Therefore, the present study efforts are made to compare the impact of bipolar and monopolar resection on obturator nerve reflex, degree of artifacts, muscularis propria invasion, need for secondary procedure, obturator jerk, and bladder perforation.

Material and Methods

This was a single center randomised, clinical trial conducted in the Department of Urology at SCB Medical College, Cuttack, Odisha, India between January 2018 and January 2020. The study was conducted in accordance with ethical principles that are consistent with the Declaration of Helsinki. The study protocol was approved by Institutional Review Board/Ethics Committee (SCB Medical College and Hospital, Cuttack, Odisha; Approval No.: 55). Written informed consent was obtained from all the patients.

Inclusion criteria: The patients with UBC undergoing TURBT were evaluated in this study. Patients of either sex, aged >18 years, with patients with urinary bladder tumour size of ≤4 cm on Contrast Enhanced Computed Tomography (CECT) scan were included in the study.

Exclusion criteria: Patients with recurrent bladder tumours, metastatic disease, tumour size of >4 cm, young patients aged ≤18 years, or who were not giving consent or unfit for general anaesthesia were excluded from the present study.
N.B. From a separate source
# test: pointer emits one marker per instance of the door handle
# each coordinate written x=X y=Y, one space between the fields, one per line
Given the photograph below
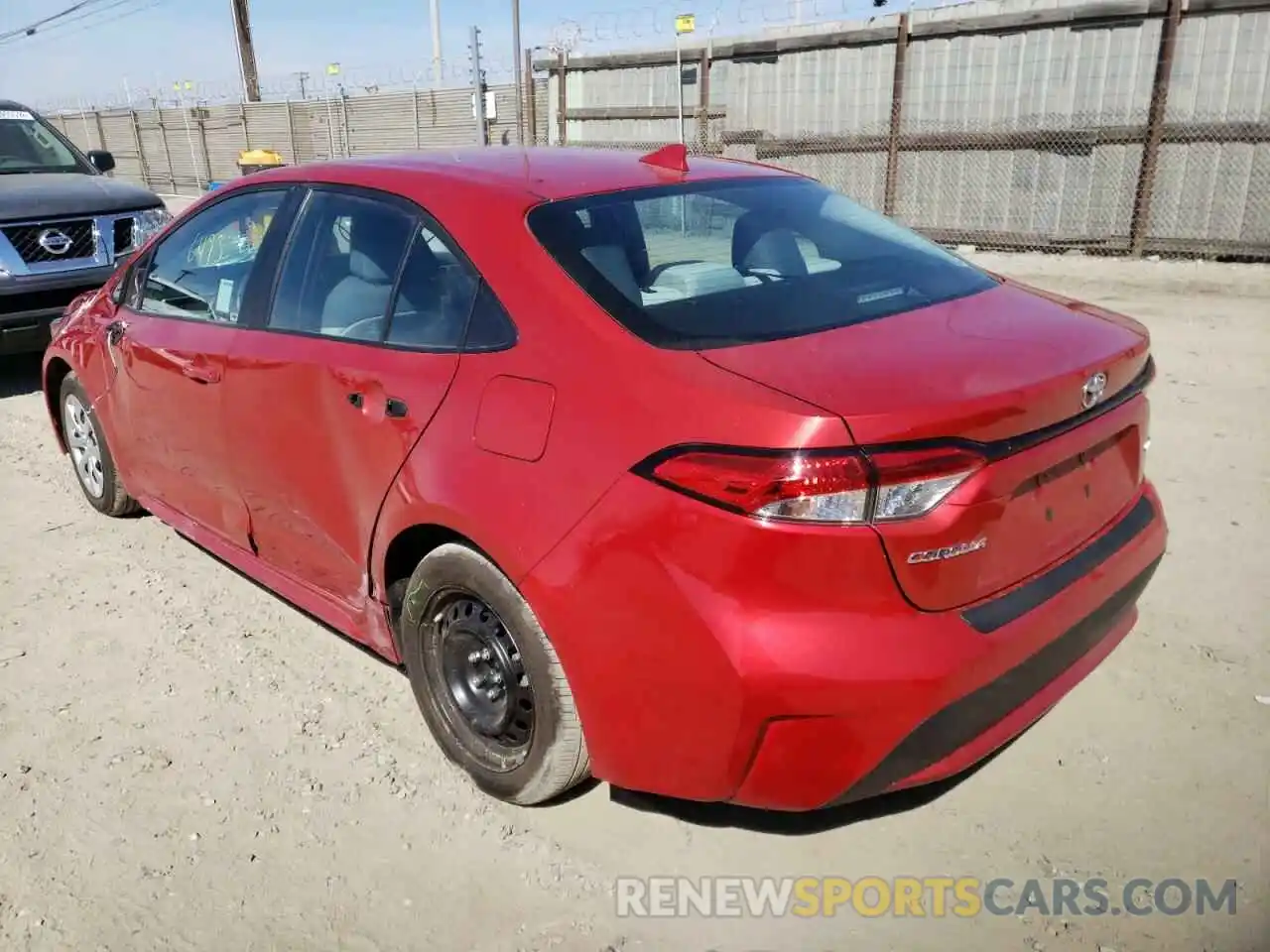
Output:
x=200 y=373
Sample size calculation: Sample size (N) was calculated using 80% power and a 95% significance level for obturator jerk. Assuming a 30% incidence for the M-TURBT and a 5% incidence for the B-TURBT (12). The sample size was determined with the formula:

N=K×P1(1-P1)+P2(1-P2)/ (P1-P2)2

Where: N=sample size;
P1=prevalence of obturator jerk in M-TURBT;
P2=prevalence of obturator jerk in B-TURBT;
K=constant (The significance level was set as α=0.05).

A sample size of 25 in each arm was calculated using above formula, estimating a drop out of 10%.

Study Procedure

Spinal or General Anaesthesia (GA) was used for performing all the surgeries. Urology specialists having experience in performing both monopolar and B-TURBT conducted the surgery. GA and endotracheal intubation were carried out by placing the patient in supine position. Further, the patient was placed in the lithotomy position followed by cleaning of perineal skin with the antiseptic povidone-iodine solution (10%). The obturator nerve block was not performed before the procedure; TURBT was performed after a routine cystourethroscopy.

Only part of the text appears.